隻這麼短短幾秒鐘,朗朗夜色下,赫然現出了第三、第四、第五個水墨,每個人手中都握著一柄悠悠劃線的折疊刀。
“富可敵國之後,權勢熏天之後,天下無敵之後……人會怎麼做呢?這樣的問題隻靠‘速度’是無法回答的,心裡一想隻想著‘快’字的人,即使已經衝到了最高的地方,也會由於收刹不住,在下一秒就摔下來。”
十幾位水墨,或直、或斜、或倒……以種種匪夷所思的形態一一悄然浮現在斬月人周圍,分分明亮的細線們交相輝映,隱隱有了月華朗照的氣勢。
“隻知道快,不懂得慢的人,注定是敗者。
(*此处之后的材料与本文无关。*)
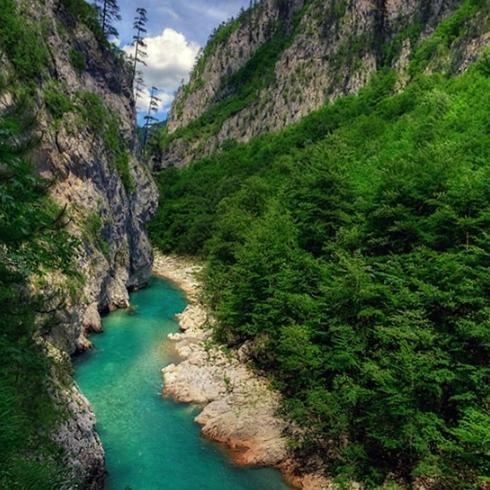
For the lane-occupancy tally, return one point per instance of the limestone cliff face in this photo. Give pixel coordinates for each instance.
(106, 201)
(324, 49)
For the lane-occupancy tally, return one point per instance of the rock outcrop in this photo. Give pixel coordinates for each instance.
(240, 408)
(318, 51)
(85, 134)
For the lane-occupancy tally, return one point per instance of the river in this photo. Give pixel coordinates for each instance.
(151, 442)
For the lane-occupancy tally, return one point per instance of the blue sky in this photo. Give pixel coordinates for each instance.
(177, 29)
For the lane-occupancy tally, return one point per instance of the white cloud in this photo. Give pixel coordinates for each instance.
(170, 60)
(143, 101)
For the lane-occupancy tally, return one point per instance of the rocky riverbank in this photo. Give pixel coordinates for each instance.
(240, 409)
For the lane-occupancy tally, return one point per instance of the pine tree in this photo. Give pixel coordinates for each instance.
(109, 12)
(150, 119)
(139, 44)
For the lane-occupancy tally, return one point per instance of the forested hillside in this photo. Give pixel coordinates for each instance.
(350, 252)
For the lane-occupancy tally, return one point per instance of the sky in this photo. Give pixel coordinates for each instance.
(177, 29)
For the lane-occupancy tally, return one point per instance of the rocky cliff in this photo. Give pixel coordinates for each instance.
(85, 138)
(283, 59)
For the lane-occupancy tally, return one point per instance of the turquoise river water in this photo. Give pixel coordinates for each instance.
(151, 442)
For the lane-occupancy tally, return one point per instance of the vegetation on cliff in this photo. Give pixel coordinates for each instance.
(351, 251)
(38, 274)
(32, 243)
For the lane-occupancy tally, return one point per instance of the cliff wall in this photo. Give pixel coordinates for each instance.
(284, 59)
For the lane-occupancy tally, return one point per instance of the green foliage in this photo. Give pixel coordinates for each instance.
(353, 249)
(103, 123)
(57, 101)
(22, 42)
(86, 13)
(447, 32)
(78, 60)
(32, 242)
(239, 89)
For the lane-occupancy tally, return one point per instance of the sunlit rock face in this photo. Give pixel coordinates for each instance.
(331, 48)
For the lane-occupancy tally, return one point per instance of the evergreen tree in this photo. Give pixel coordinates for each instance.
(150, 119)
(139, 44)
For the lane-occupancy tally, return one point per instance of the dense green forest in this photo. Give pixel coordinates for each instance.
(352, 251)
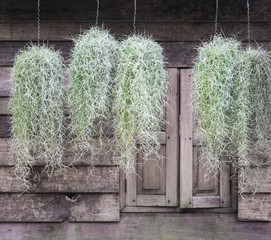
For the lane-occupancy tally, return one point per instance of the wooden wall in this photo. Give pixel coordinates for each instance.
(179, 25)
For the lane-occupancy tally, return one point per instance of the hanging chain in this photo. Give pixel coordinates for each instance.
(38, 21)
(97, 12)
(248, 24)
(134, 22)
(216, 16)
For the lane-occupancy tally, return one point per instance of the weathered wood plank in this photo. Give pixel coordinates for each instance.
(175, 210)
(105, 158)
(58, 208)
(131, 187)
(147, 10)
(159, 168)
(151, 200)
(186, 148)
(95, 208)
(162, 31)
(151, 176)
(205, 201)
(263, 185)
(201, 185)
(76, 179)
(224, 188)
(122, 190)
(172, 142)
(254, 207)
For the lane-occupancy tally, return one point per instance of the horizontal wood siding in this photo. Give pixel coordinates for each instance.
(75, 180)
(254, 207)
(161, 31)
(59, 207)
(147, 10)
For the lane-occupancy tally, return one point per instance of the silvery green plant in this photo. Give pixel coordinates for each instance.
(213, 77)
(37, 109)
(92, 72)
(140, 98)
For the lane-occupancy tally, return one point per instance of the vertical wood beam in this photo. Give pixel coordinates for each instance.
(186, 129)
(172, 140)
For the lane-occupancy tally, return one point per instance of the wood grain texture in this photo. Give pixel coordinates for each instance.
(265, 186)
(152, 176)
(172, 142)
(122, 10)
(254, 208)
(162, 31)
(58, 208)
(186, 148)
(201, 185)
(205, 201)
(95, 208)
(122, 197)
(131, 187)
(76, 180)
(151, 200)
(224, 185)
(105, 158)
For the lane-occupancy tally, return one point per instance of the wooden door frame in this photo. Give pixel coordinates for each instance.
(187, 141)
(172, 201)
(128, 184)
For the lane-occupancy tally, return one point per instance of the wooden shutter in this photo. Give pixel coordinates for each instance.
(195, 192)
(157, 184)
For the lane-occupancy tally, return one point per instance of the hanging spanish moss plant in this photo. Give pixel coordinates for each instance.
(92, 72)
(139, 100)
(214, 73)
(37, 109)
(251, 118)
(232, 101)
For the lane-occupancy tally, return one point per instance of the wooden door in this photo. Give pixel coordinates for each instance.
(195, 191)
(179, 179)
(156, 183)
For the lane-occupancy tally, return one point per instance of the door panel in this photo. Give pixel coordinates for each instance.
(156, 182)
(152, 176)
(195, 190)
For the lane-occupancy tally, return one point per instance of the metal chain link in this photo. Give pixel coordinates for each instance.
(38, 21)
(97, 12)
(134, 22)
(248, 23)
(216, 16)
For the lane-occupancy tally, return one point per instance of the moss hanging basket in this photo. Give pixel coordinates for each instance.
(232, 93)
(37, 109)
(92, 72)
(139, 100)
(214, 73)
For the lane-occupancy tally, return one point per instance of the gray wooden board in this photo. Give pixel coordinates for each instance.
(254, 207)
(162, 31)
(264, 185)
(78, 179)
(58, 207)
(122, 10)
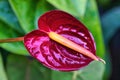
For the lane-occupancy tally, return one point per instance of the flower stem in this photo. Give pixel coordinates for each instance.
(11, 40)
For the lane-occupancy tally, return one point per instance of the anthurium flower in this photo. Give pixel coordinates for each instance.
(61, 43)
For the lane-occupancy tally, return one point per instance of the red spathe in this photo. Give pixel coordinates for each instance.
(52, 54)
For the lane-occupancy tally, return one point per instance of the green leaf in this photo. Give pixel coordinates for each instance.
(25, 12)
(92, 22)
(7, 32)
(42, 7)
(7, 16)
(26, 68)
(94, 71)
(75, 7)
(2, 71)
(111, 23)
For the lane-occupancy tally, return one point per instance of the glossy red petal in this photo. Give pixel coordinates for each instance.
(52, 54)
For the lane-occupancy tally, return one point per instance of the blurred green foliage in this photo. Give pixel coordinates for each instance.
(18, 17)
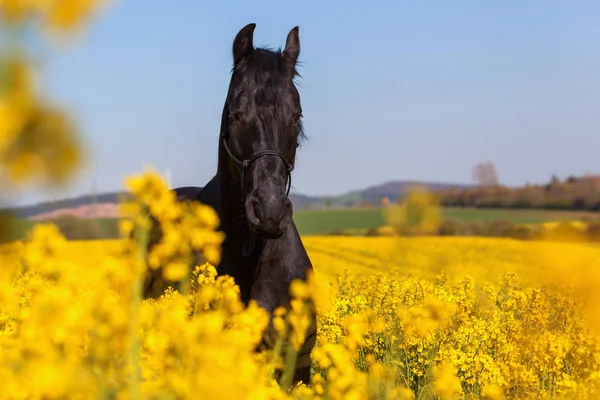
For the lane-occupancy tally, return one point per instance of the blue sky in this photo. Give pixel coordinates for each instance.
(390, 90)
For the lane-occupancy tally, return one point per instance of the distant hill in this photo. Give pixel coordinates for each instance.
(104, 205)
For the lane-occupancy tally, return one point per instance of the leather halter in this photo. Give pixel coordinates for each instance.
(250, 242)
(247, 162)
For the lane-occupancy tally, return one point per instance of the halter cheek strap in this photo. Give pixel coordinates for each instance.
(247, 162)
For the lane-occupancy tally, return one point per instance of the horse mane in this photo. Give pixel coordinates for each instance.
(267, 64)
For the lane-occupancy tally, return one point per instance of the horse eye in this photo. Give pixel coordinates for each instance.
(235, 117)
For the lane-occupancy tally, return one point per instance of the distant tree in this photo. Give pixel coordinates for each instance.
(485, 174)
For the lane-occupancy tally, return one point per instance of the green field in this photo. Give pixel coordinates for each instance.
(316, 222)
(319, 222)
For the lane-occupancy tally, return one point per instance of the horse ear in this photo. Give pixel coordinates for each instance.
(243, 46)
(292, 47)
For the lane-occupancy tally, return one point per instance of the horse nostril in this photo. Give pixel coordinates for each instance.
(257, 213)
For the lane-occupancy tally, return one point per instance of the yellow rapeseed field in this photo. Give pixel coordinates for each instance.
(398, 317)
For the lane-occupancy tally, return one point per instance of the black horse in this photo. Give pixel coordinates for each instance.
(261, 129)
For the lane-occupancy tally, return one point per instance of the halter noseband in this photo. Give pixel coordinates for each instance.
(247, 162)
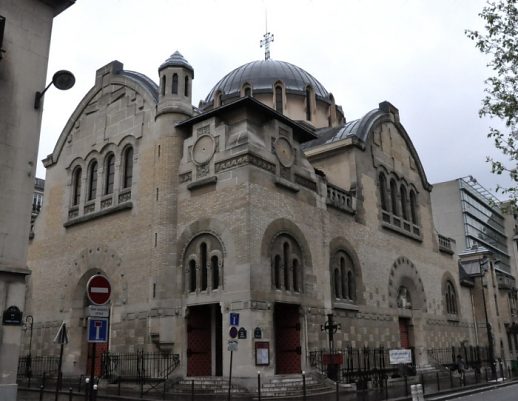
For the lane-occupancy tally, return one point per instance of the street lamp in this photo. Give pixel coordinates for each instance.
(29, 322)
(62, 79)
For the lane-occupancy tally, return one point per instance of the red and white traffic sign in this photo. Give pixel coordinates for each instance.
(98, 289)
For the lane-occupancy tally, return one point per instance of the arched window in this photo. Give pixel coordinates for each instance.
(287, 264)
(127, 178)
(277, 272)
(383, 192)
(204, 271)
(413, 207)
(174, 86)
(295, 274)
(308, 103)
(215, 272)
(109, 174)
(162, 86)
(278, 99)
(92, 180)
(344, 277)
(338, 293)
(192, 276)
(451, 299)
(404, 201)
(76, 186)
(247, 90)
(393, 197)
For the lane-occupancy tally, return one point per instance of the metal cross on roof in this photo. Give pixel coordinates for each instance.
(268, 38)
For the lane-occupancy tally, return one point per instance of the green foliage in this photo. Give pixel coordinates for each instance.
(499, 41)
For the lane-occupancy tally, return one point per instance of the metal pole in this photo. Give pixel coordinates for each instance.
(304, 385)
(258, 386)
(92, 371)
(60, 364)
(488, 330)
(230, 375)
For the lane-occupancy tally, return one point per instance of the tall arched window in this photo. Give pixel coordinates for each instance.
(295, 275)
(404, 202)
(393, 197)
(383, 192)
(92, 180)
(277, 272)
(174, 86)
(204, 269)
(76, 186)
(109, 174)
(287, 256)
(278, 98)
(451, 299)
(192, 276)
(127, 178)
(162, 86)
(214, 264)
(308, 103)
(413, 207)
(344, 277)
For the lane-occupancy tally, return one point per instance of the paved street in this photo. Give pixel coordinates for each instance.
(506, 393)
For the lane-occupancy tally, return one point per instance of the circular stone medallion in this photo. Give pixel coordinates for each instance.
(284, 152)
(203, 149)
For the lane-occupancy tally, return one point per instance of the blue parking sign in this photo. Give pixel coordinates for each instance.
(234, 319)
(97, 330)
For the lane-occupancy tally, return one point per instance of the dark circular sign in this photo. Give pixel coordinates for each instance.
(232, 332)
(98, 289)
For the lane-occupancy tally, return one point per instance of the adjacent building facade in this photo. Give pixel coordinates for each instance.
(485, 242)
(25, 28)
(264, 203)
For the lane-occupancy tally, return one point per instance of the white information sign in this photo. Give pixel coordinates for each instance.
(98, 311)
(399, 356)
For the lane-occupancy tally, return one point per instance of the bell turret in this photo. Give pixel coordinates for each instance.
(175, 94)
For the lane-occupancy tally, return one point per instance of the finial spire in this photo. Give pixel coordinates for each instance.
(268, 38)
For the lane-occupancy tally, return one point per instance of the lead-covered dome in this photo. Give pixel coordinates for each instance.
(263, 75)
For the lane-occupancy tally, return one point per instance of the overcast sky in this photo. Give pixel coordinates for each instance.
(413, 53)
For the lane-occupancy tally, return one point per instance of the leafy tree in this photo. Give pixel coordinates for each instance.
(499, 41)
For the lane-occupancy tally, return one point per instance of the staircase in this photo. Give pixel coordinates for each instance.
(287, 386)
(207, 385)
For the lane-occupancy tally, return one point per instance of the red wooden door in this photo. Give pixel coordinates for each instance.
(100, 348)
(287, 339)
(199, 352)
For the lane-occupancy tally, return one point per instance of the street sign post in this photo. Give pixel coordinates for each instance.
(98, 289)
(97, 330)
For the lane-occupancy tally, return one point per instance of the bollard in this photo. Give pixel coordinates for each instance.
(304, 385)
(258, 386)
(87, 388)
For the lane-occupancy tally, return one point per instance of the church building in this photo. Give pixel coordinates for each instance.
(262, 211)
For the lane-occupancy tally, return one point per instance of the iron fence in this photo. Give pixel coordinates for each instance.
(138, 365)
(37, 366)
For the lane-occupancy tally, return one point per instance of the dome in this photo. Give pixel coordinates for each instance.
(263, 74)
(176, 60)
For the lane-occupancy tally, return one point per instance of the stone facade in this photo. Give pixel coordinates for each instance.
(238, 208)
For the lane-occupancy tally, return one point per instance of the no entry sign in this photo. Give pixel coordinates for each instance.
(98, 289)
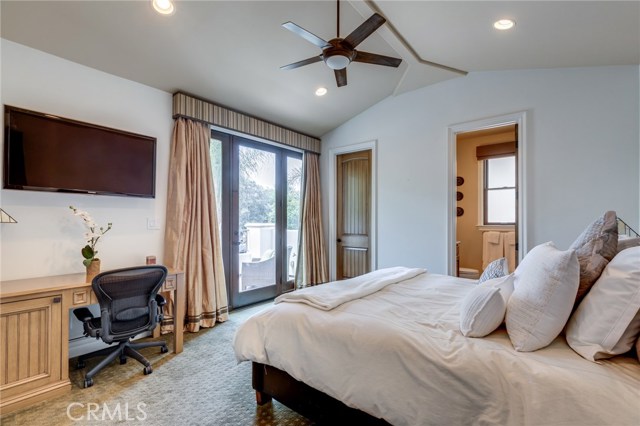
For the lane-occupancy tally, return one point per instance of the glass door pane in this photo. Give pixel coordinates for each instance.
(294, 198)
(256, 244)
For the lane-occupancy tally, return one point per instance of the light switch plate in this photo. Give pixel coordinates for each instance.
(152, 223)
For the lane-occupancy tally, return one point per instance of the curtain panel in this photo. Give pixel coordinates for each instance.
(192, 240)
(312, 266)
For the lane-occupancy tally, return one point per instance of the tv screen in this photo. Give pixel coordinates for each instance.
(43, 152)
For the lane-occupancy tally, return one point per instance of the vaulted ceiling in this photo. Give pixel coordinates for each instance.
(230, 52)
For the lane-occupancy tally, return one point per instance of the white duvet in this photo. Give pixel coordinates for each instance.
(398, 354)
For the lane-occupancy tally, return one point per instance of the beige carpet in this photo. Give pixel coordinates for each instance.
(201, 386)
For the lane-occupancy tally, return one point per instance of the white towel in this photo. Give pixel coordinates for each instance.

”
她每說一個字,半空中就出現兩道全新的人影,數十道綿長的冷金線條交錯織融,不知不覺竟形成了鋪天巨網的雛形,看得炎烙瞳著急不已,終於忍不住喊了一聲:“喂,月人,你不要站在那裡等著她放大招啊,至少——”
“至少你的嘴可以閉上三秒鐘嗎,話癆?”
低沉微啞的聲音,終於重新震響了空氣。
炎烙瞳喜出望外:“你總算恢複正常了!”
斬月人沒有說話,隻俯身撿起一塊石頭,二話不說朝某紅發男扔了過去。後者一驚之下後仰躲閃,卻隻聽到遠方“叮”一聲極細的金屬響動,石塊隻飛了一半,竟就被空氣彈了回去!